Auch Mitglieder der Ethikkommission des Landes Berlin und der Ärztekammer Berlin haben sich kritisch zu den Plänen der Bundesregierung geäußert. Dabei haben sie die Unterstützung des Regensburger Betreuungsrechtsexperten Dieter Schwab. Der Berliner Staatsrechtslehrer Christian Pestalozza, Mitglied der Ethikkommission, erinnert daran, dass Deutschland der Biomedizinkonvention des Europarates von 1997 nicht beigetreten ist, um dem Schutz nichteinwilligungsfähiger Menschen Rechnung zu tragen. Auch die UN-Behindertenrechtskonvention untersagt, wie Pestalozza hervorhebt, in Artikel 15 ein Verbot medizinischer Versuche ohne freiwillige Zustimmung - und knüpft damit an den Nürnberger Ärztekodex an. Dass nicht-freiwillige medizinische Versuche in Artikel 15 UN-BRK in einem Atemzug mit Folter genannt werden, mag manchen polemisch erscheinen, es unterstreicht aber den Zusammenhang und die Schwere dieser Art von Eingriffe in die Menschenrechte von Behinderten. Und es wird ganz deutlich, das hebt auch Christian Pestalozza hervor, dass eine Vorauseinwilligung, wie sie der Entwurf vorsieht, eine gegenwärtige informierte Zustimmung, sich an einer konkret antragsreifen klinischen Prüfung zu beteiligen, nicht ersetzen kann.

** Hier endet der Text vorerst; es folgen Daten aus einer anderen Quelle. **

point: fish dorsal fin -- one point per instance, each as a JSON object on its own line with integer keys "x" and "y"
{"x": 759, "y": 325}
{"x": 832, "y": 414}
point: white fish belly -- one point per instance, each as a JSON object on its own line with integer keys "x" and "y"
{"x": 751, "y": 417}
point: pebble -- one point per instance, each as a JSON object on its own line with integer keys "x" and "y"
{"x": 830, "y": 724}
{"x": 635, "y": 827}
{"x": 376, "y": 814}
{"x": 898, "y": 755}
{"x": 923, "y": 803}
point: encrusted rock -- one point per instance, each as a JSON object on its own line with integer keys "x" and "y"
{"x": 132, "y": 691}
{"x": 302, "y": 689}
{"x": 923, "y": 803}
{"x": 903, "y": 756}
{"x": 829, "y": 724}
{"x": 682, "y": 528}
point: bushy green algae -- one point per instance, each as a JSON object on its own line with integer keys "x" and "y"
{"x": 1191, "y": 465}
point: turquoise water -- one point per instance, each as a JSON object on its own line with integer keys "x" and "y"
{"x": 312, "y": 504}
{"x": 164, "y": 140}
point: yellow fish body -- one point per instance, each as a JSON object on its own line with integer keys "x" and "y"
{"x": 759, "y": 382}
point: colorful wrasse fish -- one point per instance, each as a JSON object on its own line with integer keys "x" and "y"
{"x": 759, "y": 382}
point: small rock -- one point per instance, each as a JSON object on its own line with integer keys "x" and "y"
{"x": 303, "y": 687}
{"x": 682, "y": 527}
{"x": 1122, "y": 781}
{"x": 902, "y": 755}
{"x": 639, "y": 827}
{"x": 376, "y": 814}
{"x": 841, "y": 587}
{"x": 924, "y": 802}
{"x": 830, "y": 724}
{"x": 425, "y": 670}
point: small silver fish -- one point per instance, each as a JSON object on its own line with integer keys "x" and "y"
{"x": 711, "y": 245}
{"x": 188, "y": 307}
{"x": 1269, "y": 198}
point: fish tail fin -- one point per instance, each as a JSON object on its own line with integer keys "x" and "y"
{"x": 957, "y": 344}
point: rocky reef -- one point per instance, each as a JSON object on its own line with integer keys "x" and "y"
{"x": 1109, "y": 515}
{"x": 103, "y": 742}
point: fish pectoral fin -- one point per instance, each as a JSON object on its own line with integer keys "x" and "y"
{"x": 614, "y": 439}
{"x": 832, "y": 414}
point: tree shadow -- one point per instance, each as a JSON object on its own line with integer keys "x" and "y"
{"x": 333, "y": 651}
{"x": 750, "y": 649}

Warum nicht? Anders als bei einer Patientenverfügung, mit der der Patient vorab in einen indizierten medizinischen Eingriff einwilligt oder nicht einwilligt, ist die klinische Prüfung ohne individuellen Nutzen für den Probanden gerade nicht medizinisch indiziert. Damit ist vorab auch nicht annähernd konkret überschaubar, in was jemand antizipierend einwilligt. Da der Schutzstandard bei Forschungsvorhaben für alle Probanden besonders hoch sein soll, zeichnet sich hier ein kaum aufzulösender Konflikt ab. Nachdem im Bundestag drei Änderungsanträge eingebracht worden sind, ist die geplante Abstimmung über den Gesetzentwurf nunmehr zum zweiten Mal verschoben worden.

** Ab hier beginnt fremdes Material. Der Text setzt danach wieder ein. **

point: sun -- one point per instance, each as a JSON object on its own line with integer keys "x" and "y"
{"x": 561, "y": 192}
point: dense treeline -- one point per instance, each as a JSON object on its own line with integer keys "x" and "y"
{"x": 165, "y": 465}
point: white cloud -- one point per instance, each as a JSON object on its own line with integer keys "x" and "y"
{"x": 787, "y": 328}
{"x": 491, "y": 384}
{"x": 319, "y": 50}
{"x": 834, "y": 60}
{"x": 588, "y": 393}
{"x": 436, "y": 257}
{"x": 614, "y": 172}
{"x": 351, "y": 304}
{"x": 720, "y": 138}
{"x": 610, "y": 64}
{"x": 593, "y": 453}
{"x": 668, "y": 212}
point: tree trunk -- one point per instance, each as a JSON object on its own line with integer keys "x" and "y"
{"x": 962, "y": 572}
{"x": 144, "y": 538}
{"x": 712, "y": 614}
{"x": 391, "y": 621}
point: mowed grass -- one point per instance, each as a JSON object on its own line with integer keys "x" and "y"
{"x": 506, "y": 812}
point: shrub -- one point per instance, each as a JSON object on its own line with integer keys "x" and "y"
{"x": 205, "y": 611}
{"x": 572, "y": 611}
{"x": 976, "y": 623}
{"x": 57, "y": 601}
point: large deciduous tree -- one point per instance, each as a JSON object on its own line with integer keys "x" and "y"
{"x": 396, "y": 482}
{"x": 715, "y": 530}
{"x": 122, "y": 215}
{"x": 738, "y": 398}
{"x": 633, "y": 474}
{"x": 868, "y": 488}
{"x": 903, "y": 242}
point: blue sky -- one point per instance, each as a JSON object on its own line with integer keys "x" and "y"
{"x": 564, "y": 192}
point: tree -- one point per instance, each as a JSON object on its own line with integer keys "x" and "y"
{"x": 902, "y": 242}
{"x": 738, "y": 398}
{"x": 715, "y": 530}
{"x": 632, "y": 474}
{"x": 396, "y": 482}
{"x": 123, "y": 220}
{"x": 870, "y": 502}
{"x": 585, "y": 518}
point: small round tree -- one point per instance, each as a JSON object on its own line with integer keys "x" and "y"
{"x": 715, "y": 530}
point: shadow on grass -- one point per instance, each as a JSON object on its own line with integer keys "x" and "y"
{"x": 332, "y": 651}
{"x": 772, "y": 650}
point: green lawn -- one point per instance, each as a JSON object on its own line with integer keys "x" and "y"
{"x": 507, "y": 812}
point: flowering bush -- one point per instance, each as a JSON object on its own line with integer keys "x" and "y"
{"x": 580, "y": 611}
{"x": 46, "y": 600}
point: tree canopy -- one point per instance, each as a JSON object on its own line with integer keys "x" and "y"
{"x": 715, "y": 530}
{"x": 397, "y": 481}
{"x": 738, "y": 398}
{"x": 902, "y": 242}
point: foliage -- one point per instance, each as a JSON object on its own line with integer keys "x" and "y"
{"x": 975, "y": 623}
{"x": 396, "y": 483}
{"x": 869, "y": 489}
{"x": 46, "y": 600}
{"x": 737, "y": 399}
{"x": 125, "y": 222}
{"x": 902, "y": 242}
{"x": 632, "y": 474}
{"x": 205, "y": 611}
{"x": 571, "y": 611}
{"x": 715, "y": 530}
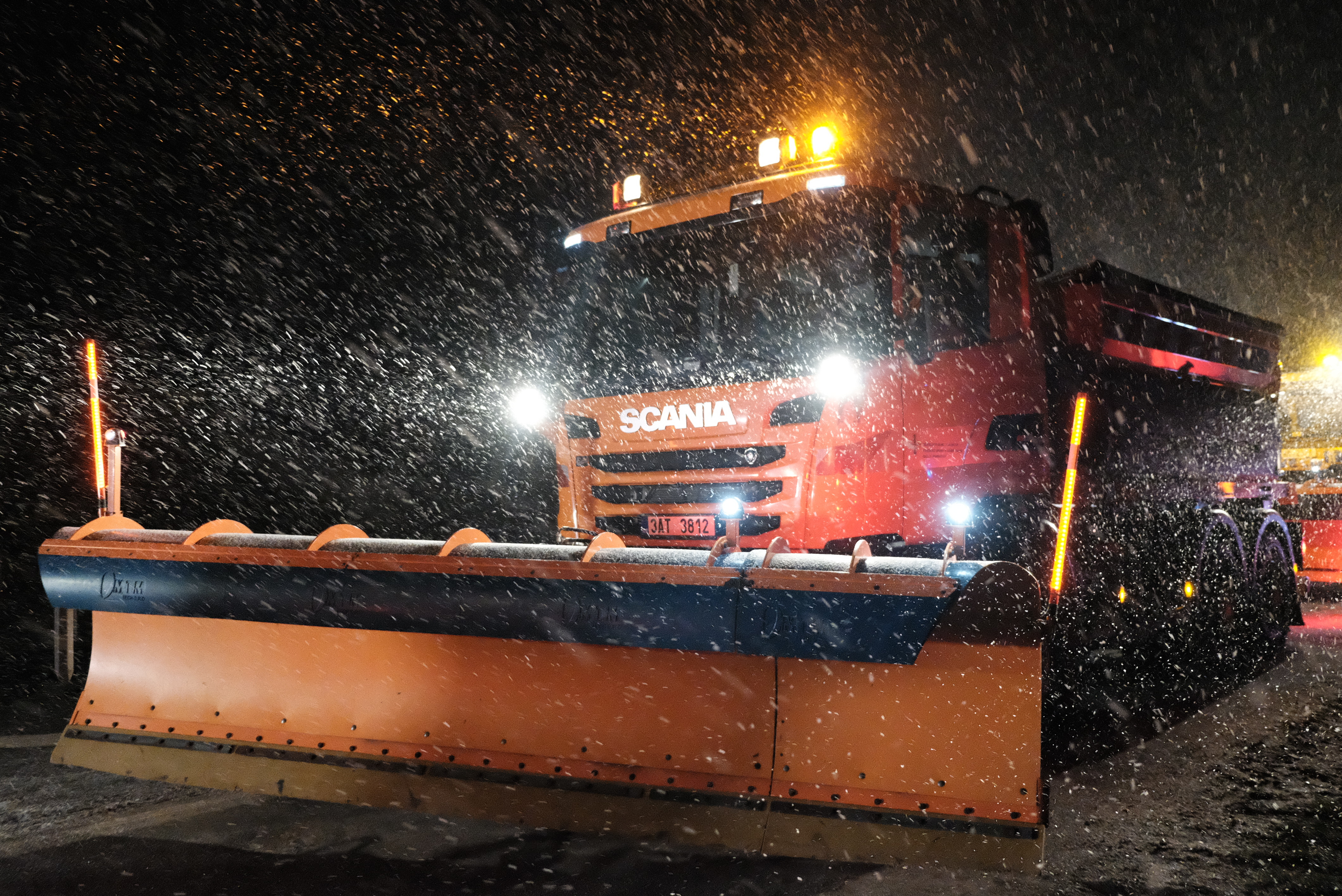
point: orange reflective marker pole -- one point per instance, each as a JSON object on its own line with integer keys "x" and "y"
{"x": 1065, "y": 516}
{"x": 100, "y": 469}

Was für Eingriffe schweben den forschenden Medizinern eigentlich vor? Der Vorstandsvorsitzende der Berliner Charité, Karl Max Einhäupl, der seit Jahren für mehr Forschungsmöglichkeiten auch an Menschen, die nicht mehr einwilligen können, eintritt, nannte kürzlich als Beispiel für vertretbare Eingriffe die Untersuchung von im Rahmen einer Rückenmarkspunktion entnommener Gehirnflüssigkeit. Auch Blutentnahmen sieht er als niedrigschwellige Eingriffe an, die in diesem Zusammenhang erlaubt sein müssten. Dagegen hält er die Entnahme von Hirngewebe für ethisch bedenklich. Tatsächlich ist die Rückenmarkspunktion ein Routineeingriff – was aber keineswegs ausschließt, dass es auch hier, wie selbst bei Blutentnahmen, zu schwerwiegenden Nervenverletzungen oder Infektionen kommen kann, über die vorab konkret aufgeklärt werden müsste. Zudem kann für Menschen mit fortgeschrittener Demenz, die im Moment des Eingriffs unabhängig von dem, was sie sich einmal vorgestellt haben, weder dessen Sinn verstehen noch dessen Dimension abschätzen können, auch ein eher harmloser Eingriff in hohem Maße belastend sein.

Die gute Nachricht in dieser schwierigen Situation ist, dass mit der erneuten Vertagung die gewonnene Zeit vielleicht genutzt werden kann, um die Grundsatz-Debatte über das Thema zu führen, die der Tragweite der Entscheidung gerecht werden kann. Eine parlamentarische Anhörung wird dafür auf jeden fall erforderlich sein.